Like if you can prepare for the worst, you’ll be strong enough to handle anything less.
But strength built on constant stress is not strength — it’s fear dressed up as control, the inability to “Let Go”.
How Much of This Pattern Can You Handle?
Ask yourself gently:
How long have you lived with this conflict in your head?
How much of your mental space is given to imaginary catastrophes?
How often do you expect disappointment before it even knocks?
And here’s the real question:
Is there a part of you that needs this intensity… because you don’t yet know who you are without it?
Maybe You’re Just Miswired
You’re not failing.
Your body just learned to feel safe in chaos.
Your nervous system memorized survival and now calls it home.
Your thoughts became the noise you cuddle at night, even if they hurt.

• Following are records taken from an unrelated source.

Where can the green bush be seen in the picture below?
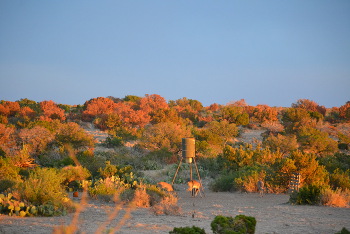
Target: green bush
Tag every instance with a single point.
(307, 195)
(340, 179)
(113, 141)
(187, 230)
(239, 224)
(6, 184)
(223, 183)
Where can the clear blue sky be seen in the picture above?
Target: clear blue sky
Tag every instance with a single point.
(266, 52)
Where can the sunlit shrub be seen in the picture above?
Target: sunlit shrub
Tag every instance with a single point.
(108, 188)
(340, 179)
(73, 175)
(337, 198)
(285, 144)
(223, 183)
(44, 188)
(307, 195)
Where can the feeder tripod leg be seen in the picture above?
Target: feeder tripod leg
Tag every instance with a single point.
(177, 170)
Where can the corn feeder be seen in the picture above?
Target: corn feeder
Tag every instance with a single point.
(189, 155)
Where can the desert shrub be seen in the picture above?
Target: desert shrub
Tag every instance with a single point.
(307, 195)
(125, 174)
(315, 141)
(8, 171)
(337, 198)
(92, 162)
(141, 197)
(187, 230)
(273, 126)
(71, 133)
(9, 205)
(168, 206)
(44, 188)
(309, 168)
(338, 160)
(280, 142)
(108, 188)
(73, 174)
(113, 141)
(239, 224)
(156, 194)
(247, 178)
(6, 184)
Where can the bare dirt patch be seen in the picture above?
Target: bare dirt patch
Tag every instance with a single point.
(272, 212)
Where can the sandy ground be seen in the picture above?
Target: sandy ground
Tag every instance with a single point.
(272, 213)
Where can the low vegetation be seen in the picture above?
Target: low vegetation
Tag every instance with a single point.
(45, 145)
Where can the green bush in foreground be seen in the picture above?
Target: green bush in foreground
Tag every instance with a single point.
(188, 230)
(241, 224)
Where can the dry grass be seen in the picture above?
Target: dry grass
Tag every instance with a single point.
(168, 206)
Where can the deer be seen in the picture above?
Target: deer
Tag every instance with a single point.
(166, 186)
(194, 186)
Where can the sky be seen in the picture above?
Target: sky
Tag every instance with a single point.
(271, 52)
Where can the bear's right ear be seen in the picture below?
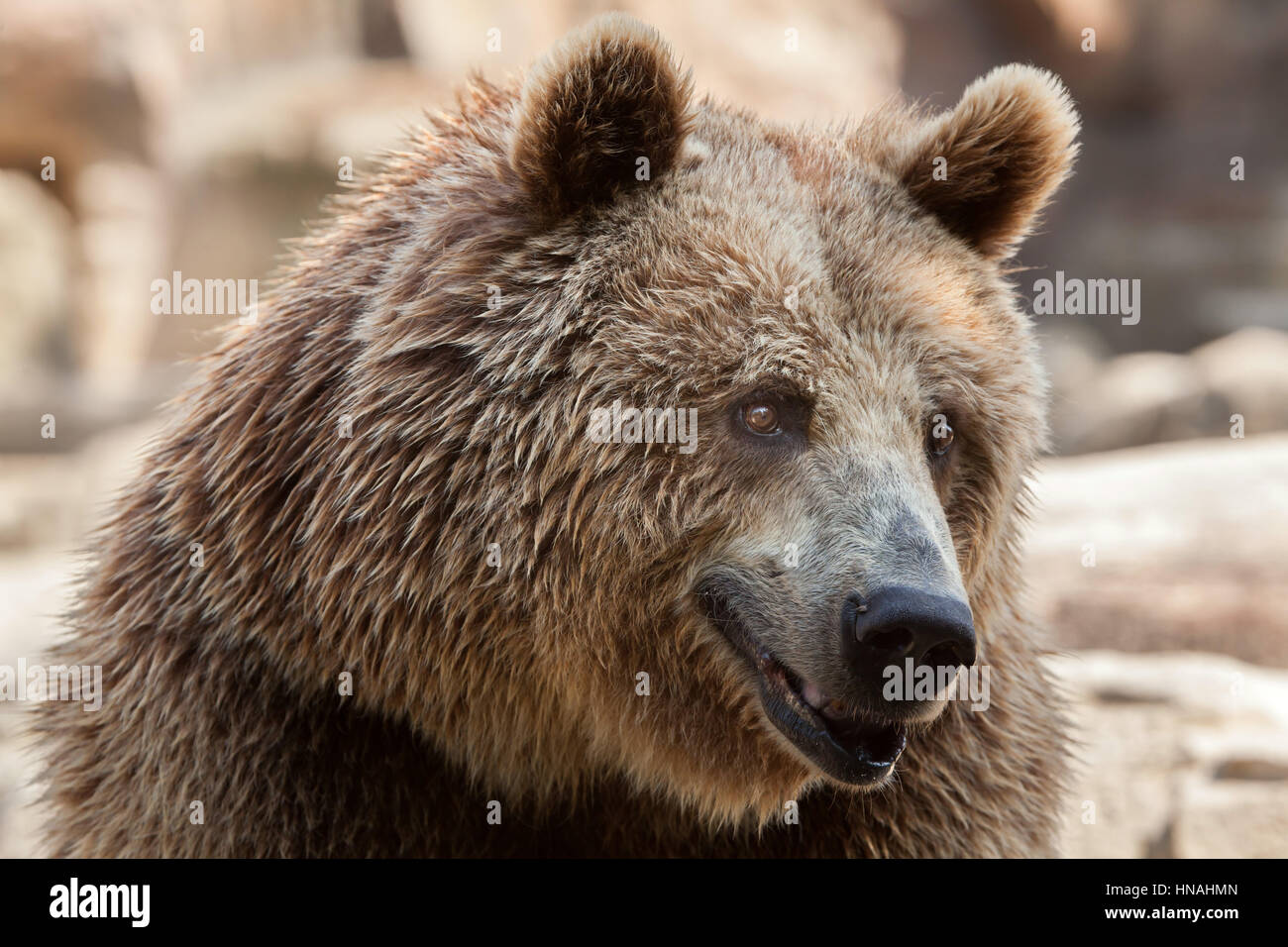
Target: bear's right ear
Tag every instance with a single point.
(1004, 150)
(604, 98)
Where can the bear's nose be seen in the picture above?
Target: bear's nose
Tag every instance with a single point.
(900, 622)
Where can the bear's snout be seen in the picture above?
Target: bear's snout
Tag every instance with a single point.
(903, 630)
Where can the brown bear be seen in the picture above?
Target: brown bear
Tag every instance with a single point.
(580, 489)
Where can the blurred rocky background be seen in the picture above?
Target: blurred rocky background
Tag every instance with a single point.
(146, 137)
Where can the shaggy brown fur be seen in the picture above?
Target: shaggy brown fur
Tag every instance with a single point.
(518, 682)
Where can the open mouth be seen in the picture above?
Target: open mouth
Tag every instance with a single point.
(845, 744)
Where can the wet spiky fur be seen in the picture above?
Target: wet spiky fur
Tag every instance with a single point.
(463, 313)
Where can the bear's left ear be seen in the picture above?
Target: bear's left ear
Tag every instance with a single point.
(604, 98)
(1005, 149)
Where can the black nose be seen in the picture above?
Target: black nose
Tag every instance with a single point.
(898, 622)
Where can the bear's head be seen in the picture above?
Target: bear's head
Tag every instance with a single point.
(729, 420)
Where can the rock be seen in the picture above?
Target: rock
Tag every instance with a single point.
(1188, 544)
(1181, 755)
(1233, 821)
(37, 247)
(1248, 369)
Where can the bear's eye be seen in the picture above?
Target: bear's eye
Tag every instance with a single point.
(939, 436)
(760, 418)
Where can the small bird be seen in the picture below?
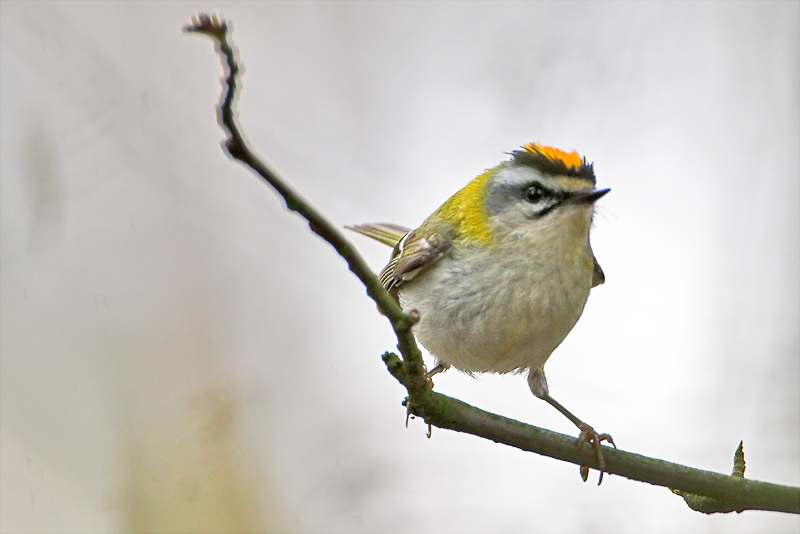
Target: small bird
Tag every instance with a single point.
(500, 273)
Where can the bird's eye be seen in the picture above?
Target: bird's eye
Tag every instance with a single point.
(535, 194)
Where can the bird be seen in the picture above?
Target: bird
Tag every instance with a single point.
(500, 273)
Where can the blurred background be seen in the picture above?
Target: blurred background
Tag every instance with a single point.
(180, 353)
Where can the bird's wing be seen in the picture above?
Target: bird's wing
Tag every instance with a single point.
(412, 256)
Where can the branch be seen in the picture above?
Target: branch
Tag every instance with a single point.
(703, 490)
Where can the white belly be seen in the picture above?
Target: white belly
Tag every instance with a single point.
(497, 312)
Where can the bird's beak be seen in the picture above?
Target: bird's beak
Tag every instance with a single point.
(587, 197)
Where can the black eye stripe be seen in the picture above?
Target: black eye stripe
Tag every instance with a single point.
(548, 200)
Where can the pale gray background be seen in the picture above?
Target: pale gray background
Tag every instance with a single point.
(172, 337)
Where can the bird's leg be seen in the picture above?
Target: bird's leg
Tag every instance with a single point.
(587, 434)
(538, 385)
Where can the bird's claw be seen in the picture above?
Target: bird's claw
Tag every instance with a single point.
(589, 435)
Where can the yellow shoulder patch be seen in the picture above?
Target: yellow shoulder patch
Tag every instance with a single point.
(466, 209)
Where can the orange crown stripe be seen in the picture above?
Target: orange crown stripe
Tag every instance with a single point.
(571, 159)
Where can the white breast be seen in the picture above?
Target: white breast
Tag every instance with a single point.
(501, 311)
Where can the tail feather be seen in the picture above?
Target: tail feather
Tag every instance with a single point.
(387, 233)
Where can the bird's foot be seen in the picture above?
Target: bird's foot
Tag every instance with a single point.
(589, 435)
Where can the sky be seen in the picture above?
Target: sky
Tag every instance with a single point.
(180, 353)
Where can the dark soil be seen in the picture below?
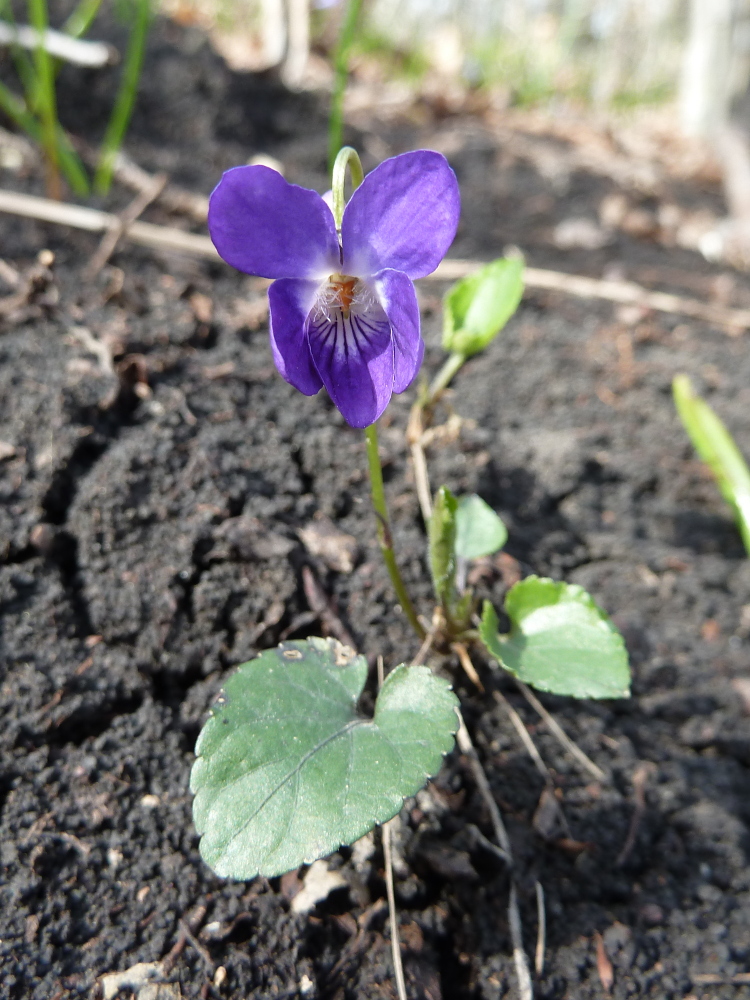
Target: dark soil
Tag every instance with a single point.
(132, 580)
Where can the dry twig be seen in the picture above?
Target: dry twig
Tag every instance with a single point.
(125, 220)
(466, 747)
(398, 968)
(733, 321)
(557, 731)
(541, 932)
(323, 608)
(640, 779)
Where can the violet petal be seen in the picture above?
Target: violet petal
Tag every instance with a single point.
(263, 225)
(290, 300)
(354, 357)
(399, 300)
(403, 216)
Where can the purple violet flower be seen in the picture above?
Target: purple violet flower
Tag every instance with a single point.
(344, 311)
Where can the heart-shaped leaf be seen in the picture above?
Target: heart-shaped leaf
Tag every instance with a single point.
(560, 641)
(287, 770)
(476, 308)
(479, 531)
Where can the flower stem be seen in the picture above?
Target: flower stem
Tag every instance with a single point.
(384, 528)
(346, 157)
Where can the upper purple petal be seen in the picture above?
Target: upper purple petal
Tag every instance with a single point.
(290, 300)
(263, 225)
(399, 300)
(354, 357)
(403, 216)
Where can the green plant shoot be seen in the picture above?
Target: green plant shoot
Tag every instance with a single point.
(125, 100)
(287, 770)
(475, 310)
(716, 447)
(560, 641)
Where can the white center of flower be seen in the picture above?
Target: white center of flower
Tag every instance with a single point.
(342, 295)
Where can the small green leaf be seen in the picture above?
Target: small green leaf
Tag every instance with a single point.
(716, 447)
(443, 545)
(286, 768)
(479, 531)
(560, 641)
(476, 308)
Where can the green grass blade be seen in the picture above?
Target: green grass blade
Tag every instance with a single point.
(71, 165)
(341, 72)
(45, 96)
(118, 122)
(21, 59)
(717, 449)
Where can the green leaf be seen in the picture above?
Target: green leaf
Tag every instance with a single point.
(442, 531)
(716, 447)
(479, 531)
(560, 641)
(476, 308)
(286, 768)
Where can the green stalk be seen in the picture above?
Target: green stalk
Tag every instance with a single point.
(123, 109)
(45, 95)
(341, 72)
(347, 156)
(384, 529)
(70, 163)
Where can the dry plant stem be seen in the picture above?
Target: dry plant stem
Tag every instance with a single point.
(428, 640)
(469, 669)
(526, 739)
(393, 916)
(129, 174)
(414, 433)
(78, 51)
(126, 219)
(384, 529)
(501, 835)
(541, 933)
(298, 43)
(523, 974)
(443, 378)
(559, 733)
(640, 779)
(733, 321)
(388, 861)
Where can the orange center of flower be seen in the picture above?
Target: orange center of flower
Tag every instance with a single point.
(342, 290)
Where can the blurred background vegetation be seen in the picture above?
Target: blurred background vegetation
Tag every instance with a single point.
(607, 54)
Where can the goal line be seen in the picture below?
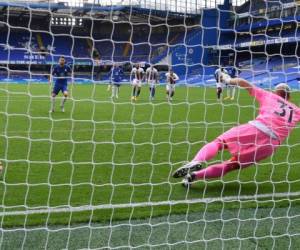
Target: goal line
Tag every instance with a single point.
(84, 208)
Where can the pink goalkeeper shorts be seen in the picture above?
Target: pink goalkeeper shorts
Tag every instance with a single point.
(248, 145)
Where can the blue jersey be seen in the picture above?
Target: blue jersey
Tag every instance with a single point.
(61, 73)
(233, 72)
(116, 74)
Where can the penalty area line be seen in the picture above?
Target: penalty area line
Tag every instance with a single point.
(70, 209)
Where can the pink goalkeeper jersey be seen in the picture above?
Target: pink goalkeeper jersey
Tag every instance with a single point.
(276, 113)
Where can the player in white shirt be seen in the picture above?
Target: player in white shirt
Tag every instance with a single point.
(233, 72)
(152, 79)
(136, 78)
(219, 84)
(171, 81)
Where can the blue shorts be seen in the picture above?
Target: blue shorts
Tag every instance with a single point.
(59, 87)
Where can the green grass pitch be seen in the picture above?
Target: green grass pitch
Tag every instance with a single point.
(117, 152)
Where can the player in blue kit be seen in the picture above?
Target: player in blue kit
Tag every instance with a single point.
(116, 75)
(61, 73)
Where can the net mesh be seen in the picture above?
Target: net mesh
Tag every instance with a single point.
(99, 175)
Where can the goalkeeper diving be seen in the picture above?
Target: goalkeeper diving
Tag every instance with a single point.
(248, 143)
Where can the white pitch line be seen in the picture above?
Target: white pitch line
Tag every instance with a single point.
(69, 209)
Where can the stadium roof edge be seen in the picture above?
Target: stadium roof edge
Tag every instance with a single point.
(91, 7)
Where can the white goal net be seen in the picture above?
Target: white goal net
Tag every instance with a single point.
(96, 171)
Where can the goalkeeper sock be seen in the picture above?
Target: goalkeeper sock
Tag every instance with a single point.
(152, 91)
(52, 102)
(133, 91)
(232, 92)
(217, 170)
(209, 151)
(219, 92)
(63, 101)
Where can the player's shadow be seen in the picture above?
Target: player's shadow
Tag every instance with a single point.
(218, 188)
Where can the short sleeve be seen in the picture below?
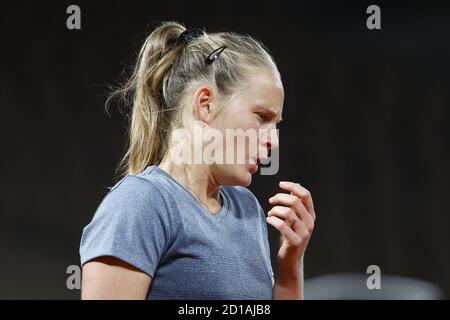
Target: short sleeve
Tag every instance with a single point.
(131, 223)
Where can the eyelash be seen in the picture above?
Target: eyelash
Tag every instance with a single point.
(260, 116)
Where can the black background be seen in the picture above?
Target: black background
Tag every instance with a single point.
(365, 128)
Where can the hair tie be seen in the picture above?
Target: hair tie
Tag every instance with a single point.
(213, 55)
(188, 35)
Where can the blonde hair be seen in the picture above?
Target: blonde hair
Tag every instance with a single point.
(163, 73)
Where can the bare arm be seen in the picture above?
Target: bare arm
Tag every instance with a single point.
(109, 278)
(289, 283)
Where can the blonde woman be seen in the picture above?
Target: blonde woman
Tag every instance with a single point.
(183, 230)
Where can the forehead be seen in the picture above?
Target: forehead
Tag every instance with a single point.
(264, 88)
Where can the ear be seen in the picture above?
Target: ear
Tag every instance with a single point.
(202, 104)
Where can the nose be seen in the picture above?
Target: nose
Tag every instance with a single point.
(269, 140)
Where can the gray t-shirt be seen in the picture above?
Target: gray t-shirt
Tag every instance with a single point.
(154, 223)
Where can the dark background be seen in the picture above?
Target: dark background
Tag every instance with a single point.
(365, 128)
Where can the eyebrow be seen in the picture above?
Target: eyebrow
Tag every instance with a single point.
(273, 114)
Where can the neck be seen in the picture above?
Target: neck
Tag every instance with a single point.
(198, 180)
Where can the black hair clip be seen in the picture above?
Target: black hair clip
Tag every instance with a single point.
(187, 35)
(213, 55)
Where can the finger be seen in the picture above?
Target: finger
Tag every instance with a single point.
(302, 229)
(285, 213)
(302, 193)
(284, 229)
(295, 203)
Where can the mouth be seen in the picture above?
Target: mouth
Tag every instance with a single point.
(253, 167)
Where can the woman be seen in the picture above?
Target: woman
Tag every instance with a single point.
(173, 229)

Here’s the good news! You can rewire.
You can stop chasing danger just to prove you can survive it.
You can stop mismanaging your thoughts by first noticing them — without judgement, without fixing.
Just seeing clearly.
That’s the quiet beginning of freedom, of peace.
What emotion feels most familiar to me? Do I secretly feel more myself in it than I do in peace?
When did I last feel safe in stillness?
What would change if I stopped preparing for everything to fall apart?
If these questions stir something in you — even a little discomfort — that’s the first sign the pattern is ready to be seen.
And once you see it, you can change it. That’s where the real work begins.
Through counselling sessions with me, we can untangle the emotional knots and find the patterns your nervous system has been living on autopilot.
Through meditation practice, we can begin retraining your body and mind to rest in peace without mistaking it for danger.
It’s not about “fixing” you — it’s about meeting yourself without the chaos.
The first step is simply recognising that you’ve been living in survival mode.
The second is choosing not to stay there.